Pour Vassilis Venizelos, le rôle politique de l’architecte ou de l’urbaniste consiste aussi à interroger la pertinence de leur action. Le député précise: «Les architectes et les urbanistes doivent penser aux répercussions de leur projet dans l’espace public et privé, éviter d’accepter un programme coûte que coûte, éviter aussi de satisfaire le client à n’importe quel prix. Lorsque le projet ne prend pas la bonne direction, ils doivent au contraire trouver les arguments pour convaincre les maîtres d’ouvrage que leur point de vue est le bon. Ils ont pour mission de mettre en avant leur pratique, de faire valoir leur expertise.»

Droit ou devoir de refus

Certains bâtisseurs, nous l’évoquions, décident de répondre à une commande de manière critique. D’autres, y compris des fabricants, optent pour le refus. Elisabeth Vallet, co-chercheuse au sein du projet Borders in Globalization Borders, explique: «Dès lors que l’on sort de la zone strictement frontalière et que les entreprises impliquées œuvrent sur un bassin plus large, il y a responsabilité et il devrait y avoir imputabilité. Certaines en sont conscientes: l’allemand Mutanox a par exemple refusé de fournir des barbelés au gouvernement hongrois. D’autres feignent de ne pas savoir. Pourtant, la mondialisation ne devrait pas absoudre les entreprises qui ont toujours un ancrage territorial même si elles se disent transnationales.»
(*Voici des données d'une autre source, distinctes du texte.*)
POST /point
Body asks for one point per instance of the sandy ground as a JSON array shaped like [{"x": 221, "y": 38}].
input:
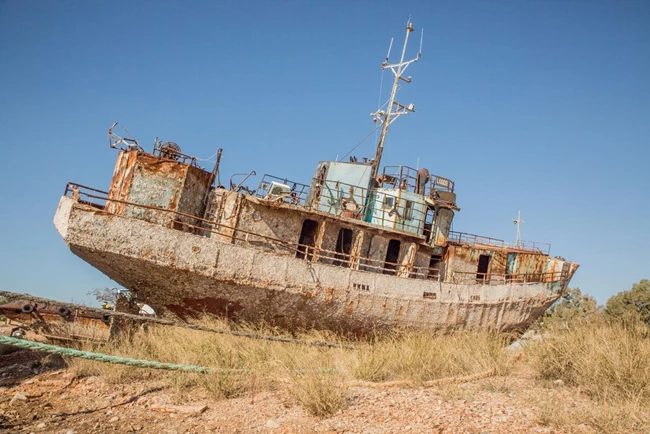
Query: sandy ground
[{"x": 38, "y": 394}]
Un comité éthique chez LafargeHolcim

Après la preuve apportée de l’implication de LafargeHolcim en Syrie, l’entreprise a-t-elle pris des mesures? Contactée, elle nous informe: «A la suite de l’enquête interne sur la Syrie et de ses conclusions, le conseil d’administration a pris un certain nombre de décisions pour s’assurer que des événements comme ceux qui s’y sont produits ne se reproduisent jamais chez LafargeHolcim.» Parmi ces «mesures correctives», la création d’un comité éthique.